I botched this the first time, but now, I'm not afraid to speak my mind about this. To cut to the chase, I'm mixed; I'm Black-Spanish, for my mother was from the Bahamas, and my father (who was light-skinned) was from Central America. I've personally never had any sort of identity issues or trouble identifying myself when I was growing up. In fact, back then I used to flaunt how I was a "mutt" all around when I was in school. I don't do it as much, but I'm still proud of who I am.
But, what I want to know is this: Have any of you out there who's also mixed had identity issues? I mean, I've met mixed people, both online and offline, who've had absolutely no problems with who they are. I'm just talking about me and how I'm mixed with two things... I've encountered "mutts" who're mixed with over FIVE different things. How's that for a struggle? And yet... they don't have any struggle at all. I'll admit, I didn't know my biological father that well.
He was around was I was younger, but he's nowhere to be seen now.
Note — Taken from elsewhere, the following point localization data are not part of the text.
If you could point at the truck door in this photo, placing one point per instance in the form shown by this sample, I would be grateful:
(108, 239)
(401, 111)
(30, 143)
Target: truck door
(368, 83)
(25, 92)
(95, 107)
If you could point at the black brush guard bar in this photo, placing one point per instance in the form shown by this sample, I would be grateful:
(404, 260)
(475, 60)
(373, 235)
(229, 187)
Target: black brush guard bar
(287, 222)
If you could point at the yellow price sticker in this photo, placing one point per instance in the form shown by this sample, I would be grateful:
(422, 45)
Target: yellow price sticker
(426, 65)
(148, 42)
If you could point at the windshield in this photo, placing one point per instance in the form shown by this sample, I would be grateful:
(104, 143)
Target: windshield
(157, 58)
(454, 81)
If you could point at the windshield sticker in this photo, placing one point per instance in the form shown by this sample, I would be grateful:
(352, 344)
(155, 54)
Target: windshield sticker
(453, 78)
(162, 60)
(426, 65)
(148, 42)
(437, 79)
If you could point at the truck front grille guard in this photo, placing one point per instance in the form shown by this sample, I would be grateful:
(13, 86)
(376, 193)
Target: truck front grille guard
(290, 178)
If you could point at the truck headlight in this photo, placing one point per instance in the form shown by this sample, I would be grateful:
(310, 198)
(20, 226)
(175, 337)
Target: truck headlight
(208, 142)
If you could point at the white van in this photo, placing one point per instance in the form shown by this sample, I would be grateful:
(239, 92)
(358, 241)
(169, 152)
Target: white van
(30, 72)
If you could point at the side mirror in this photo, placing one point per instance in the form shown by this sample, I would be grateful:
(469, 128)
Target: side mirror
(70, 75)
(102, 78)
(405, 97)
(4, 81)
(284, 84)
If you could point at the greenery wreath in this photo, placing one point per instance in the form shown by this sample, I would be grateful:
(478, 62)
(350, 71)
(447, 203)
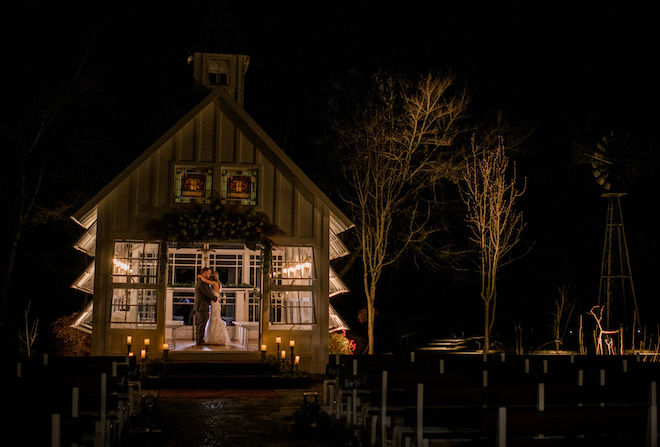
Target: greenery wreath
(218, 222)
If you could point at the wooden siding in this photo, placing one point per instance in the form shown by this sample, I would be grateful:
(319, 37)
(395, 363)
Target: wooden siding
(148, 191)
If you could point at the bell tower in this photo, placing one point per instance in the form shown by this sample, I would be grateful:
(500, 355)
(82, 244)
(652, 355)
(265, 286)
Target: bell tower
(216, 70)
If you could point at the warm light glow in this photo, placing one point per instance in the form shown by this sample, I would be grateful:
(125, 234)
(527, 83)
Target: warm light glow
(122, 265)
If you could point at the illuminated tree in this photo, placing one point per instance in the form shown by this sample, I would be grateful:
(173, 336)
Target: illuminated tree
(399, 146)
(490, 193)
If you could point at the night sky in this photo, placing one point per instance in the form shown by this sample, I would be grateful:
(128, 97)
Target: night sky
(568, 74)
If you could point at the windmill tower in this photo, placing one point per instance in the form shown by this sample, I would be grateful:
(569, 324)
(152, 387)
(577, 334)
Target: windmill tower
(616, 290)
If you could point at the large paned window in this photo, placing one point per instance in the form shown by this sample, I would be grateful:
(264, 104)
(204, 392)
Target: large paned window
(292, 308)
(229, 266)
(183, 268)
(291, 297)
(193, 184)
(238, 186)
(135, 278)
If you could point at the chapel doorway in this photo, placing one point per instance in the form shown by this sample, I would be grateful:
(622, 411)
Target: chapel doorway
(239, 269)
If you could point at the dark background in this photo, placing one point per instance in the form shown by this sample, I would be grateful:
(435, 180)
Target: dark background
(570, 74)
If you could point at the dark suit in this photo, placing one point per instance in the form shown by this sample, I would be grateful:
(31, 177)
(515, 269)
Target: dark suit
(203, 297)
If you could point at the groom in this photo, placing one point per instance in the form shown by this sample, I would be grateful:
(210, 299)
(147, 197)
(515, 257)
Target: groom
(203, 297)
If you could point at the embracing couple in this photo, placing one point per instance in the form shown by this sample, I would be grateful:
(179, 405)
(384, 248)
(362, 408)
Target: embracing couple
(211, 328)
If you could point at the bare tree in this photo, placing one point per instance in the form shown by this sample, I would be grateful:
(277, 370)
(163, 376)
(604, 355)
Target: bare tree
(399, 147)
(490, 192)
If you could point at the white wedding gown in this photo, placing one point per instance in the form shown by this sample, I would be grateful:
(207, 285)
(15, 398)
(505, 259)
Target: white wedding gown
(216, 328)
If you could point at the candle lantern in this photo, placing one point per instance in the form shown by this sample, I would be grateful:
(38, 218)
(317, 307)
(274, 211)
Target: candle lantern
(292, 344)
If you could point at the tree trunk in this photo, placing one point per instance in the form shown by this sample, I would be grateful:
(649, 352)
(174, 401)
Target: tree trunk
(371, 311)
(486, 326)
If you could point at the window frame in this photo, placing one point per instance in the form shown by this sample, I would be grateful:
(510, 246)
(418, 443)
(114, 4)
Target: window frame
(177, 197)
(279, 289)
(140, 288)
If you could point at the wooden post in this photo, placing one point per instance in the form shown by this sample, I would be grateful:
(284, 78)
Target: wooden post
(420, 414)
(501, 427)
(104, 391)
(75, 397)
(652, 430)
(55, 430)
(383, 411)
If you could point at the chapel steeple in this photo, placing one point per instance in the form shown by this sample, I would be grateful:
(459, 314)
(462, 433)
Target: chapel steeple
(216, 70)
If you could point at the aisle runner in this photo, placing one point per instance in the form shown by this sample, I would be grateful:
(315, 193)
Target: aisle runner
(211, 394)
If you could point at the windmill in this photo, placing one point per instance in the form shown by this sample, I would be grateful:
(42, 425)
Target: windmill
(616, 291)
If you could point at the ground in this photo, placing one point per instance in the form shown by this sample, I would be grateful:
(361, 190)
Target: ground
(229, 417)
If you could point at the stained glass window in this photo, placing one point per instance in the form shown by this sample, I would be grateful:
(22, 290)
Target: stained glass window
(193, 185)
(239, 186)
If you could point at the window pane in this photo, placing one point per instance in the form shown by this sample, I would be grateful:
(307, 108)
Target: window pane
(193, 185)
(135, 262)
(292, 308)
(293, 265)
(182, 306)
(133, 308)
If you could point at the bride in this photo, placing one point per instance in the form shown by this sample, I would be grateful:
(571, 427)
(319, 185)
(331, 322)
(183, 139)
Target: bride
(216, 328)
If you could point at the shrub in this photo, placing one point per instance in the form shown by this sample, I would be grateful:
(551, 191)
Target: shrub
(68, 341)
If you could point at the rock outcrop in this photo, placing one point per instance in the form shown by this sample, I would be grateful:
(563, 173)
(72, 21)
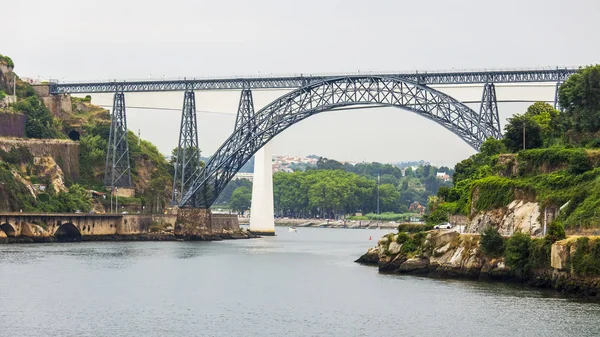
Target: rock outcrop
(448, 254)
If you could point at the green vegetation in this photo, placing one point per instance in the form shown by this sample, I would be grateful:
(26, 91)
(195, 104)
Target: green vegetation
(333, 189)
(586, 259)
(559, 166)
(387, 216)
(7, 60)
(492, 243)
(151, 174)
(413, 228)
(40, 123)
(240, 199)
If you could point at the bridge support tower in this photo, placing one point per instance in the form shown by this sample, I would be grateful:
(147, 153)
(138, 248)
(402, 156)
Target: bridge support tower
(118, 169)
(187, 166)
(556, 105)
(262, 212)
(489, 118)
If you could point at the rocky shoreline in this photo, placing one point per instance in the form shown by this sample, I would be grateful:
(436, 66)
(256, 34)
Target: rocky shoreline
(458, 256)
(132, 237)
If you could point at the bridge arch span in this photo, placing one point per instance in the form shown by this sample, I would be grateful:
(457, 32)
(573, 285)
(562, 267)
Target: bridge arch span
(67, 231)
(330, 94)
(8, 229)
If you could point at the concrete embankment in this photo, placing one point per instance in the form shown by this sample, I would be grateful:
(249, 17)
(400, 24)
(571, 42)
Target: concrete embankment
(448, 254)
(191, 224)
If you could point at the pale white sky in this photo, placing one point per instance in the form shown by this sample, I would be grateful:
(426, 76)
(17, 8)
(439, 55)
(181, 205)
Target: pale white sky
(82, 40)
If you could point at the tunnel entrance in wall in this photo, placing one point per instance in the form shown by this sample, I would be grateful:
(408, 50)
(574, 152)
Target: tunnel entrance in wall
(74, 135)
(68, 232)
(8, 229)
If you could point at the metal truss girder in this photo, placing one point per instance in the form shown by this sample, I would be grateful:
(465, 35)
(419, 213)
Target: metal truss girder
(245, 110)
(289, 82)
(118, 169)
(327, 95)
(488, 113)
(556, 105)
(188, 152)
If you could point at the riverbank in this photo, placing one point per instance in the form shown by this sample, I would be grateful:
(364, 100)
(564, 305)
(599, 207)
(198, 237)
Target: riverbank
(320, 223)
(239, 235)
(447, 254)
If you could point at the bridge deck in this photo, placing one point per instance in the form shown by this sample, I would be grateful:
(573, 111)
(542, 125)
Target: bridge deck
(290, 82)
(75, 215)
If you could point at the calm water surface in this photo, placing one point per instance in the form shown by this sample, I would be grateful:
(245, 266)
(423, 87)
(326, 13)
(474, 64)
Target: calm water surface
(294, 284)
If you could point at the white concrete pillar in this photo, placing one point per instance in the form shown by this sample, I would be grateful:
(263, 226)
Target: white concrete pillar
(262, 211)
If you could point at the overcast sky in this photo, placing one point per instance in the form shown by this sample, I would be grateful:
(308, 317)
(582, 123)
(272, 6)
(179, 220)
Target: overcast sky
(88, 40)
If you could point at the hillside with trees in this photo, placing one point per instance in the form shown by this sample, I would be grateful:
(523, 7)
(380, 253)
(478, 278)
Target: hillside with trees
(19, 170)
(333, 189)
(546, 156)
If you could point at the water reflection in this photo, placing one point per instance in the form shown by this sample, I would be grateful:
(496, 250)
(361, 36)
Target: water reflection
(294, 284)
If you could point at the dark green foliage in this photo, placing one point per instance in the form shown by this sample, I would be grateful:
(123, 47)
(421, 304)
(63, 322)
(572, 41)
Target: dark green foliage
(492, 147)
(516, 253)
(402, 238)
(513, 133)
(492, 243)
(240, 199)
(414, 228)
(556, 232)
(225, 195)
(7, 60)
(92, 154)
(13, 193)
(539, 254)
(493, 192)
(77, 198)
(40, 123)
(586, 259)
(580, 97)
(532, 161)
(17, 155)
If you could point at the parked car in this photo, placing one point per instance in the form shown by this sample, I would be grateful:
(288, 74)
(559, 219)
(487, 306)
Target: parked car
(443, 225)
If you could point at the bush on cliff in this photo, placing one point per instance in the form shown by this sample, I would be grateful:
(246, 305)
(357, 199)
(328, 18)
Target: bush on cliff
(586, 259)
(40, 123)
(414, 244)
(516, 253)
(492, 243)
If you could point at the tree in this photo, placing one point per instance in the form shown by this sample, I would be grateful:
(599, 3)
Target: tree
(464, 170)
(240, 199)
(513, 135)
(492, 146)
(39, 123)
(388, 198)
(547, 118)
(580, 97)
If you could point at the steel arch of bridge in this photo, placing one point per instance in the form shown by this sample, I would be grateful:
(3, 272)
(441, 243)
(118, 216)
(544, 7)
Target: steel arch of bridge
(330, 94)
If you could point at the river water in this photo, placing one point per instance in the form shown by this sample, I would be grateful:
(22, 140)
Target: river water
(294, 284)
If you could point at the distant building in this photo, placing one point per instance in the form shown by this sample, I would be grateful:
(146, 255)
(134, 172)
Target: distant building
(416, 207)
(442, 176)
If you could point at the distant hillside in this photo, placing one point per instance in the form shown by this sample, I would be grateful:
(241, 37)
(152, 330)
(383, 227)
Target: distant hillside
(78, 120)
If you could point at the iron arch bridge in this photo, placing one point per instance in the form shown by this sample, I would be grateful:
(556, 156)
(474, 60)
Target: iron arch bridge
(255, 130)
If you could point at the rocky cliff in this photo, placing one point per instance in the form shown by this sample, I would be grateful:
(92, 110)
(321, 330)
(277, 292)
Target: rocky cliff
(65, 153)
(448, 254)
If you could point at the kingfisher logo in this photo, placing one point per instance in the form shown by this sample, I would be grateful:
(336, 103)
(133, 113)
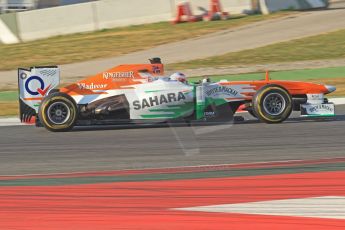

It isn't that he died or he cheated on my mom, mind you, it's just that they didn't really get along, so they separated, and my mom remarried, and I stayed with her. But that's besides the point. I grew up among my mother's side of the family, which were all primarily black, which is why nowadays I identify primarily as black. But as I got older and learned more about my father, I began to embrace my Spanish side.
To cut to the chase, I'm fully-grown now, and to this day, being mixed hasn't really bothered me. In fact, the only reason I started thinking about it again is because I heard from "very reliable sources" that there are apparently people out there like who had it far harder than I ever did. And yes, if that's the case, then I understand it. But I'm here to say that I am MIXED, and I am proud of who I am, and I'll never let anybody tell me otherwise.
But now I ask all of you: Have you had any problems being of mixed race? Have you accepted who YOU are?